With the upcoming release of Trine 3: The Artifacts of Power, the fantasy platformer series has officially reached trilogy status. The 2009 release of Trine was met with excellent reviews, surpassed by the 2011 release of Trine 2, a game that beat its predecessor in the Metacritic ratings. Recently, we gave Trine 2: Complete Story, an updated release of the second game that included the Goblin Menace expansion campaign and the unlockable Dwarven Caverns level, a rating of 9 out of 10. Again, great ratings.
So in a world chock full of trilogies, Frozenbyte, Inc., the developer behind Trine, probably said let’s go for a third entry into the series. And why not? They had already received great praise for the Trine 1 & 2, why not attempt Trine 3? But is the third time ’round still as charming as the first and second?
Trine 3: The Artifacts of Power follows up on the series protagonists Amadeus, Pontius, and Zoya. If you have played the game before, these character should be very familiar to you. If you haven’t, these characters have been around since the beginning. I personally haven’t played any of the Trine games, so these guys are all new to me. Amadeus is a prudent wizard who is a master of telekenisis, Pontius is a clumsy knight that can float around in the air using his shield, and Zoya is a badass thief who is handy with a grapple.
These three heroes are bound to a mysterious device called the Trine in a quest to save the kingdom from evil. This sets the stage for some fun fairytale inspired, physics-based gaming. You can freely switch between heroes depending on who is best suited to the challenge or puzzle you’re facing. Each character has their strengths and weaknesses, but they mesh well together to deliver satisfactory results.
For the uninitiated (like myself), the Trine games are best categorized as action puzzle platformers, and Trine 3 is no different. This becomes apparent immediately in the first level. For the sake of this advance look, I was able to preview each character’s introductory/tutorial level, the first co-op level with all three characters available, and a challenge level with Zoya.
The tutorial levels serve to orient you with each character’s movements and abilities, and how they should be utilized when you are progressing through the game. You will quickly figure out what each character’s skills are useful, as the game forces you right away to solve puzzles using only that character whose level you are playing. Thus, I was well versed when I started the first level in which I could play and switch between any of the characters.

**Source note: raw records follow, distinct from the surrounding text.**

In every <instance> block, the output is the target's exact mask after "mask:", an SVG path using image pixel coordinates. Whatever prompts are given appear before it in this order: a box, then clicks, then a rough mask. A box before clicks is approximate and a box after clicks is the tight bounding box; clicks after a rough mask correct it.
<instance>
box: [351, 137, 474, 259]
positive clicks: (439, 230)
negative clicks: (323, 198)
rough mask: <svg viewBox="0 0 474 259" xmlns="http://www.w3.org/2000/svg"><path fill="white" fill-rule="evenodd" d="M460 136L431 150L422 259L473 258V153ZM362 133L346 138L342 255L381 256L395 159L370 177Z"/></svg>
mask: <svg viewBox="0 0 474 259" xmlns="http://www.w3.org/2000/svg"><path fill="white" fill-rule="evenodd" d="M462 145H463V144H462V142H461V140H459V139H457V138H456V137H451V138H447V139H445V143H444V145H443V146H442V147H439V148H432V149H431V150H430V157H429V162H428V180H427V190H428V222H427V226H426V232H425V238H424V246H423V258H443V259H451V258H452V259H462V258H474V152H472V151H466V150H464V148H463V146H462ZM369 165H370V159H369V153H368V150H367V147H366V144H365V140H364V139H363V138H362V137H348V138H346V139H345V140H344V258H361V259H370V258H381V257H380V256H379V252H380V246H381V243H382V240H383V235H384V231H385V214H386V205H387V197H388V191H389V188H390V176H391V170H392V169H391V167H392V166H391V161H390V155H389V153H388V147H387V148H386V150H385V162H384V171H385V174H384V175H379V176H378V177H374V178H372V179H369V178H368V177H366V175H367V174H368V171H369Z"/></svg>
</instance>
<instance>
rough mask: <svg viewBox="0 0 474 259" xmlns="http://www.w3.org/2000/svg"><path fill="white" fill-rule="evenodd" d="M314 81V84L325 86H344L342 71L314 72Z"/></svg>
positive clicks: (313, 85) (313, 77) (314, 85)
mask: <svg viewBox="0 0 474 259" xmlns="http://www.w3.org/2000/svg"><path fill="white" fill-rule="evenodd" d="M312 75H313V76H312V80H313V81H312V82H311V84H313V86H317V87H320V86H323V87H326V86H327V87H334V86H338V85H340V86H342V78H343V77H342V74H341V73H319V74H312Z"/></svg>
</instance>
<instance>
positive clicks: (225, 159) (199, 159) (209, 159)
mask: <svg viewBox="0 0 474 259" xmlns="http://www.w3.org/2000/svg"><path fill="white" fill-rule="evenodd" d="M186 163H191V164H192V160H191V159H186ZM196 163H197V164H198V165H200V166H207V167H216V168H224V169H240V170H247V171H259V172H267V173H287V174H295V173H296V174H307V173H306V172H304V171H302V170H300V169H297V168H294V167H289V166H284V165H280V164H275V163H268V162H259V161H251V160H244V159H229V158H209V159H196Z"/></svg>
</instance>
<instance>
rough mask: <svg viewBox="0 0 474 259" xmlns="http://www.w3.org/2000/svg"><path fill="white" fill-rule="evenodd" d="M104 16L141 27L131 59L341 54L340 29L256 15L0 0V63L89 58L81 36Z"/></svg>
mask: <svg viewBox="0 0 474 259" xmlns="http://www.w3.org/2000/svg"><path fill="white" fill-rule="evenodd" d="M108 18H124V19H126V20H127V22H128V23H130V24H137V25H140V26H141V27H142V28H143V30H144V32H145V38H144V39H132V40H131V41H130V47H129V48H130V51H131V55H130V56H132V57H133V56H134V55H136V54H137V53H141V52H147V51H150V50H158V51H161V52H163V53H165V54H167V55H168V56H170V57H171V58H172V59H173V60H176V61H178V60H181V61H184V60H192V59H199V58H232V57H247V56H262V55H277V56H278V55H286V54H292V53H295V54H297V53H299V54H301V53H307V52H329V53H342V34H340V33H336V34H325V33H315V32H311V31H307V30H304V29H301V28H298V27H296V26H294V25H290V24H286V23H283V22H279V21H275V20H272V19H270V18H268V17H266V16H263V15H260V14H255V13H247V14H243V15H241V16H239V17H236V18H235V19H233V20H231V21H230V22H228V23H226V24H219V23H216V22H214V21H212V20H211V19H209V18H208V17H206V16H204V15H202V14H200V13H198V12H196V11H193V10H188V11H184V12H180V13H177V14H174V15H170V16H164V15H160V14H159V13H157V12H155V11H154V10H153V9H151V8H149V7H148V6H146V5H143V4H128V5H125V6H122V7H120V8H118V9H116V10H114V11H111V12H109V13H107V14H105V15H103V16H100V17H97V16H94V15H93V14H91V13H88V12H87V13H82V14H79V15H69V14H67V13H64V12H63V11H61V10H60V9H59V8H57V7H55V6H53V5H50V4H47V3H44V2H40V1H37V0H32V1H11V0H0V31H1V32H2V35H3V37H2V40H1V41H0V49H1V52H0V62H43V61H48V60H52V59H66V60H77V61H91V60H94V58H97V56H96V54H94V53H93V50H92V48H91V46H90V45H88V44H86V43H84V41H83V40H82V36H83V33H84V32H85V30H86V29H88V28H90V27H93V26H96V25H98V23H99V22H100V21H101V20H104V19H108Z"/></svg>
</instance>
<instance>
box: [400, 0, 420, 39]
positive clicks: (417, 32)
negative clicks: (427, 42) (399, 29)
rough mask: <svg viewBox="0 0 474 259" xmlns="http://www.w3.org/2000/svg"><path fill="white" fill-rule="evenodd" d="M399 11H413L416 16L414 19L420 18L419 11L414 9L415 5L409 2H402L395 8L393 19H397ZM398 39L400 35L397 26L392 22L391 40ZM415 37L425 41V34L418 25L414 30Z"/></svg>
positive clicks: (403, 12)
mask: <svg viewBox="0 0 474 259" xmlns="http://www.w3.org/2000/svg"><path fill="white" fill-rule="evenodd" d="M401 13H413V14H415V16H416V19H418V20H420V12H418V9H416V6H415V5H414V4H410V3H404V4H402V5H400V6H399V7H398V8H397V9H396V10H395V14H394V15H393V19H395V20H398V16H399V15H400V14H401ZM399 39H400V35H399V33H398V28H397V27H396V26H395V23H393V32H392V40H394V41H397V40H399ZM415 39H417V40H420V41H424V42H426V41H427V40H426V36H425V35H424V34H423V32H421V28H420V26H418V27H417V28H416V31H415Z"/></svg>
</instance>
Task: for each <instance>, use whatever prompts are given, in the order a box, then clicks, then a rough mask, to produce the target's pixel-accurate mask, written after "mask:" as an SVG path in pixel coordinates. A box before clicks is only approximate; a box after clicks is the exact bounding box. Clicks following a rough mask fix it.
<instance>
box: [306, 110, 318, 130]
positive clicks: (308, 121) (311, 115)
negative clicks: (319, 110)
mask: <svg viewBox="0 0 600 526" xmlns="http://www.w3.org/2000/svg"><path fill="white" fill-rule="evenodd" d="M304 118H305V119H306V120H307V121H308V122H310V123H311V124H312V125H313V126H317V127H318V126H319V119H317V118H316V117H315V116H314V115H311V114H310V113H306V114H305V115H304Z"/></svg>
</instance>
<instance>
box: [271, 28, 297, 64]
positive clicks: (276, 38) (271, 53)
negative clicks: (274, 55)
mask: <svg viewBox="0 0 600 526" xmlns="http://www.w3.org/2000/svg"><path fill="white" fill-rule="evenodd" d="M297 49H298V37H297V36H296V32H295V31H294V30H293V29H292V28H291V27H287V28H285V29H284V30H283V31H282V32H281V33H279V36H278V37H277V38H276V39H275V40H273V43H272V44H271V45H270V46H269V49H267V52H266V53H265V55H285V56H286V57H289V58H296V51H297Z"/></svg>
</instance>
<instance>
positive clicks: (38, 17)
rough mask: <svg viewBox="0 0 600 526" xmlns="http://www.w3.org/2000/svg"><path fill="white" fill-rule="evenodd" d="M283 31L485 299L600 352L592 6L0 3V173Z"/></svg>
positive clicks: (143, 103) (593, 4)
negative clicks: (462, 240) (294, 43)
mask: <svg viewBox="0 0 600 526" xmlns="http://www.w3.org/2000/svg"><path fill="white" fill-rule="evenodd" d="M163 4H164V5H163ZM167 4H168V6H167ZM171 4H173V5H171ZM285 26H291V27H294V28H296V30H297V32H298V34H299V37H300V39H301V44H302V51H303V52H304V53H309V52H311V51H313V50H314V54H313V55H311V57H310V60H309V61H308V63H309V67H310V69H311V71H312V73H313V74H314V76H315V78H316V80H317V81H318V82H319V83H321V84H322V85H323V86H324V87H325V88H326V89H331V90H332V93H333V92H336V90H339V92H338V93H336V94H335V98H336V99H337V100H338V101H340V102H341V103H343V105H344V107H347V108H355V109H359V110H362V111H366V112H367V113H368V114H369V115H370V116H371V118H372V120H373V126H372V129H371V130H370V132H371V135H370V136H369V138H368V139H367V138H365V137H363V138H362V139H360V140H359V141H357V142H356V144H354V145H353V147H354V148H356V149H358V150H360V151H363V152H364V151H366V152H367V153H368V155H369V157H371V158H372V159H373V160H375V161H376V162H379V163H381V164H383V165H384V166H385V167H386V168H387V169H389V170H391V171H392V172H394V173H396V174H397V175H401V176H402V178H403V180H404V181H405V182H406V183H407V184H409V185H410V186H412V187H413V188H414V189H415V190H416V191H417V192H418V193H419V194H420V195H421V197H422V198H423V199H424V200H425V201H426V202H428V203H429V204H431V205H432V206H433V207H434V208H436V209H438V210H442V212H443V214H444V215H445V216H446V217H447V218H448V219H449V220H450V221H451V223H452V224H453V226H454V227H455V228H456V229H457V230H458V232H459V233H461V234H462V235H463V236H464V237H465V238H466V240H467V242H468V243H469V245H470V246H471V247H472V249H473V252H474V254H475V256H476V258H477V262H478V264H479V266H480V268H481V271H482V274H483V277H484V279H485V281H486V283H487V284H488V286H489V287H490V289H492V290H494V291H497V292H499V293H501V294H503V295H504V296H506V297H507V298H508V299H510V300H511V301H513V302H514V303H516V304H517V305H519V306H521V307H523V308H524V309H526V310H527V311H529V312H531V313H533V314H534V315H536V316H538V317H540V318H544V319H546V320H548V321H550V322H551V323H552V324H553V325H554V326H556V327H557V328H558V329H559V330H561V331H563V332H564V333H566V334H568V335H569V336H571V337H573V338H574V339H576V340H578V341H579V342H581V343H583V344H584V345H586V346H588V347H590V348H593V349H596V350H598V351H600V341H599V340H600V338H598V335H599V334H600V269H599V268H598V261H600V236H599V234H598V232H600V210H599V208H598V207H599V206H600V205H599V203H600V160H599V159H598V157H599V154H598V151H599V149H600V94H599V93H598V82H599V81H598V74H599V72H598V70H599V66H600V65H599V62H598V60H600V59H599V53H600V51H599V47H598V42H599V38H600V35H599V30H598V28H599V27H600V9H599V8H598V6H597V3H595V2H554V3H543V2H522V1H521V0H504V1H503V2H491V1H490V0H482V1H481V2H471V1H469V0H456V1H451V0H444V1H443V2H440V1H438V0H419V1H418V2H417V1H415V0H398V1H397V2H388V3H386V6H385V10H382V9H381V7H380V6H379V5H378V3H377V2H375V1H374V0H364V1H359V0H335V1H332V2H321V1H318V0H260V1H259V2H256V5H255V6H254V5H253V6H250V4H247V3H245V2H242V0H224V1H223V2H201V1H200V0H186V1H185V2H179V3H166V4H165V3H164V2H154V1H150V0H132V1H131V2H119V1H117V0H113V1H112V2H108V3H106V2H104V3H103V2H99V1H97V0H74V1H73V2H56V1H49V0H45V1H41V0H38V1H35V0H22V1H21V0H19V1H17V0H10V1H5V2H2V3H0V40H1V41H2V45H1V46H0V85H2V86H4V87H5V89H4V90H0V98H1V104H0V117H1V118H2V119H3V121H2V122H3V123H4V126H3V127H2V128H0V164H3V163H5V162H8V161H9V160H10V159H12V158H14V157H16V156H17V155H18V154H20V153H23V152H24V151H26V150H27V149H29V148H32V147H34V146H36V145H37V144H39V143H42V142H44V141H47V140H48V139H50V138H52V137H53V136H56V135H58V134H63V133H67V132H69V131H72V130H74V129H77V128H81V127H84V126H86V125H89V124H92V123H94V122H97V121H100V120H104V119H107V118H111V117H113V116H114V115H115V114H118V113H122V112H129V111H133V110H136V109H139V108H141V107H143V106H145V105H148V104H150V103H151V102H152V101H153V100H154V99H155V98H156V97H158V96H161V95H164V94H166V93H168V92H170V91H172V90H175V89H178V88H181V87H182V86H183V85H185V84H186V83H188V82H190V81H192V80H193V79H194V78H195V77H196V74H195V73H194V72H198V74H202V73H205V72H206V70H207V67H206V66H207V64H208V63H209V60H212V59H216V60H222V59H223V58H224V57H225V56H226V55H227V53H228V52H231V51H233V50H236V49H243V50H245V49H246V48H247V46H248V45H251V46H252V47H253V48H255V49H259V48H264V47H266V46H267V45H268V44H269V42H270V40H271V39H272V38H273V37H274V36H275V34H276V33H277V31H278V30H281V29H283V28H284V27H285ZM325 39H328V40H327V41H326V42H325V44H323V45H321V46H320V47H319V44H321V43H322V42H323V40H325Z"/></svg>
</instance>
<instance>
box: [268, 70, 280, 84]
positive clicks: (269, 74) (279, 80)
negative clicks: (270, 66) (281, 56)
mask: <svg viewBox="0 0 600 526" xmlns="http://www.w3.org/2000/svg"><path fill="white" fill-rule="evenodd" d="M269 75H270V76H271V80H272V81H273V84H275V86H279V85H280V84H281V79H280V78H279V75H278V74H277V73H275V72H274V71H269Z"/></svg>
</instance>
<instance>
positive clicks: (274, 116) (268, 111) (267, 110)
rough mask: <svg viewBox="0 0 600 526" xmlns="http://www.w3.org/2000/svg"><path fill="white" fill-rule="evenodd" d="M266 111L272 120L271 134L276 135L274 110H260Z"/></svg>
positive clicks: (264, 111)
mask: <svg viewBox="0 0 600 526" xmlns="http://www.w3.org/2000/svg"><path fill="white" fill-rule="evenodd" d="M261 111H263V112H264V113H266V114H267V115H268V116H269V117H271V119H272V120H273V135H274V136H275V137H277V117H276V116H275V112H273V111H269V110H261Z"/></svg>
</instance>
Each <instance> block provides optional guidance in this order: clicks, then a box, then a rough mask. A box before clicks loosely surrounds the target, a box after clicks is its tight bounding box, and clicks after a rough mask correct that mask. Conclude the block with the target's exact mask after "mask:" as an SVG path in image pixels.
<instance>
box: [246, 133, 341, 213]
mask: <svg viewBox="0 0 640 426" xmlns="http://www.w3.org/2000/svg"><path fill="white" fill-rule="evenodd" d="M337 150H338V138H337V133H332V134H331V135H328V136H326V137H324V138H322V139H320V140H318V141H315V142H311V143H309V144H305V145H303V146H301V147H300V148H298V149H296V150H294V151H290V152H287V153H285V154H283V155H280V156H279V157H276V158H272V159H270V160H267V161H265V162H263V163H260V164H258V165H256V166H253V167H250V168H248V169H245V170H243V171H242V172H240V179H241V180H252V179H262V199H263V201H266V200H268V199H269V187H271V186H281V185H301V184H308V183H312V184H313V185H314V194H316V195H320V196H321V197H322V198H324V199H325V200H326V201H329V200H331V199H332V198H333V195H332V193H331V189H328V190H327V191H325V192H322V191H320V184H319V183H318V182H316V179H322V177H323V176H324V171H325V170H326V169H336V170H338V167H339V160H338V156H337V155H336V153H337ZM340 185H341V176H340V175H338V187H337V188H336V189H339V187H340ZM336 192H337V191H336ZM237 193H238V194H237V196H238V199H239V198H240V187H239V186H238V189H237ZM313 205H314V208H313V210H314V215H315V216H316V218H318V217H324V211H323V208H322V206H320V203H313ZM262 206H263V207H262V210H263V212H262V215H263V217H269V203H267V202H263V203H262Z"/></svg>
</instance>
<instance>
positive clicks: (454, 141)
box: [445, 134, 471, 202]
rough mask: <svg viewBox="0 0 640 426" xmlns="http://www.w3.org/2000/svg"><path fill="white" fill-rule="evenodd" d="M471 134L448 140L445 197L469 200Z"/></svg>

Trine 3 doesn’t appear to take itself too seriously, with a cheesy intro that gets you right into the crux of the story: monsters are attacking the Wizard Academy, and after having no luck fighting them off, the wizards decide to get some help. The cutscenes all have great one liners that will make you grin, but may make some roll their eyes pretty hard (I am looking at you, pun-hater). Don’t count on heavy dialogue between characters, but light banter that progresses the game in seamless transitions. My guess is that this was apparent from the start of the series, and it serves the game best.
The game itself looks great. Colorful and vibrant backdrops supported with great lighting and sound design, each level feels alive and responsive. It’s easy to see the thought that went into each area of the game, and the attention to detail was pretty spectacular in these early levels. I am sure you can appreciate the effort from the screenshots.
Trine 3 is currently in Early Access on Steam, which users can purchase and participate in on PC. If you are a fan of the series, or enjoy puzzle platform titles, I highly recommend you check this game out. It doesn’t appear that there is a discount for gaining access to the game early, so feel free to wait out on the Early Access preview. Trine 3: Artifacts of Power will be released in 2015 for PC.